Apart from his brief oral submission, Ram Jethmalani had of course given the Bench more food for thought in the form of a written submissions on points of law and constitution. Here is a summary:

1. The Governor is a Democratic Public Servant and he cannot act in violation of the well-known constitutional principles.

The Judgment of the 5-judge Bench in Rameshwar Prasad(VI) v. Union of India reported as (2006) 2 SCC I at Para 165 clearly states as under:

“165. If a political party with the support of other Political party or other MLAs stake claim to form a Government and satisfies the Governor about its majority to form a stable Government, the Governor cannot refuse formation of the Government and override the majority claim because of subjective assessment that the majority was cobbled by illegal and unethical means.”

2. The Judgment of this Hon’ble Court in Chandrakant Kavlekar v. Union of India reported in (2017) 3 SCC 758 should also read in the light of the above said principle.

3. Even if the matter was not covered by any Supreme Court judgment, a decent Governor with some knowledge of democratic principles and rule of law must have acted in a different manner. It more than obvious that some superior force has compelled him to make the mockery of the democratic principles and the constitution.

4. The Governor must have a Council of Minister under Article 163 to aid and advice the Governor.

5. The election of this Governor is undemocratic, shameless, unconstitutional and totally a denial of the decent democratic principles.

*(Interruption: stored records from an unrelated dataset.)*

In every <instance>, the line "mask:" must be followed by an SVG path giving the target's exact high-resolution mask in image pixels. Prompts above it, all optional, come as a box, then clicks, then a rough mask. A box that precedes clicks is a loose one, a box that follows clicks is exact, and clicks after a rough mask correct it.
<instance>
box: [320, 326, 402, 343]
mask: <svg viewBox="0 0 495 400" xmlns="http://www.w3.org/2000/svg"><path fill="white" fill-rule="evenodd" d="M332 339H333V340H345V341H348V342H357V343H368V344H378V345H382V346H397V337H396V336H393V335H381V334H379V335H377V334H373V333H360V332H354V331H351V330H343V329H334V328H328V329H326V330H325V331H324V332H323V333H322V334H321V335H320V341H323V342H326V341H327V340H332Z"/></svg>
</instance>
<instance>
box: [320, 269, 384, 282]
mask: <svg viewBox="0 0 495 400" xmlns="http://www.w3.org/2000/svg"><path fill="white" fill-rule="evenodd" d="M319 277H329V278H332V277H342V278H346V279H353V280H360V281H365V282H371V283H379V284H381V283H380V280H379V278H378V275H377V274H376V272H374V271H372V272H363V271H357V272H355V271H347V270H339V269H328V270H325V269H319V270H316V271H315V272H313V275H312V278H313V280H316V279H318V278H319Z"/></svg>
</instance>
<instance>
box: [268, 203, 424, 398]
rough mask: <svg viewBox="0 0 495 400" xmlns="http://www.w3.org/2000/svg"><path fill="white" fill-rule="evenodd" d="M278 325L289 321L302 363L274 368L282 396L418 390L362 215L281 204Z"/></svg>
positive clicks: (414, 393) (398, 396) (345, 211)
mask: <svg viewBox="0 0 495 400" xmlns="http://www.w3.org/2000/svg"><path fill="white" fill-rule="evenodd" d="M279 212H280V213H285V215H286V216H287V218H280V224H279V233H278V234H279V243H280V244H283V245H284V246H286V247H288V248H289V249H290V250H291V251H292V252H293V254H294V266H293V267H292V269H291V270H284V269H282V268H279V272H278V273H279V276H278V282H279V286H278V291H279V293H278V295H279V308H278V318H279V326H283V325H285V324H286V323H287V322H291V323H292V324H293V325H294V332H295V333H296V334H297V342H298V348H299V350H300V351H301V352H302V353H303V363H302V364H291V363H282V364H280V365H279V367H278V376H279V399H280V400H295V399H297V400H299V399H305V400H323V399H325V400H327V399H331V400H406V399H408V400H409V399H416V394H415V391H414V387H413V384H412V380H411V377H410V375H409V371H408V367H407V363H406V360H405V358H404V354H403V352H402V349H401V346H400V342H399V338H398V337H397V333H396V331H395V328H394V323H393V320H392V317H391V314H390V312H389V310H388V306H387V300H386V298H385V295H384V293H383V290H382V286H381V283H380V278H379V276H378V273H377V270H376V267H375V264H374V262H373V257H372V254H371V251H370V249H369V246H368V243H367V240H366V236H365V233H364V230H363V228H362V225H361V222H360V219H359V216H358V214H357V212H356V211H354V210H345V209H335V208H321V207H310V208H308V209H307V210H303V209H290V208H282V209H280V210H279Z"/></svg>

6. The BJP must have done its best to secure a majority and it failed whereas its opponents had a readymade majority which was entitled to form the Government as a matter of law and decency. To say the least the behaviour of the Governor is that of a complete corrupt and malicious slave of somebody else.

7. No case of any kind has arisen to justify this insulting and unconstitutional action of the Governor.

8. Even a layman totally ignorant of legal principles would have had the decency and wisdom to hear those whose political standing he tried to destroy.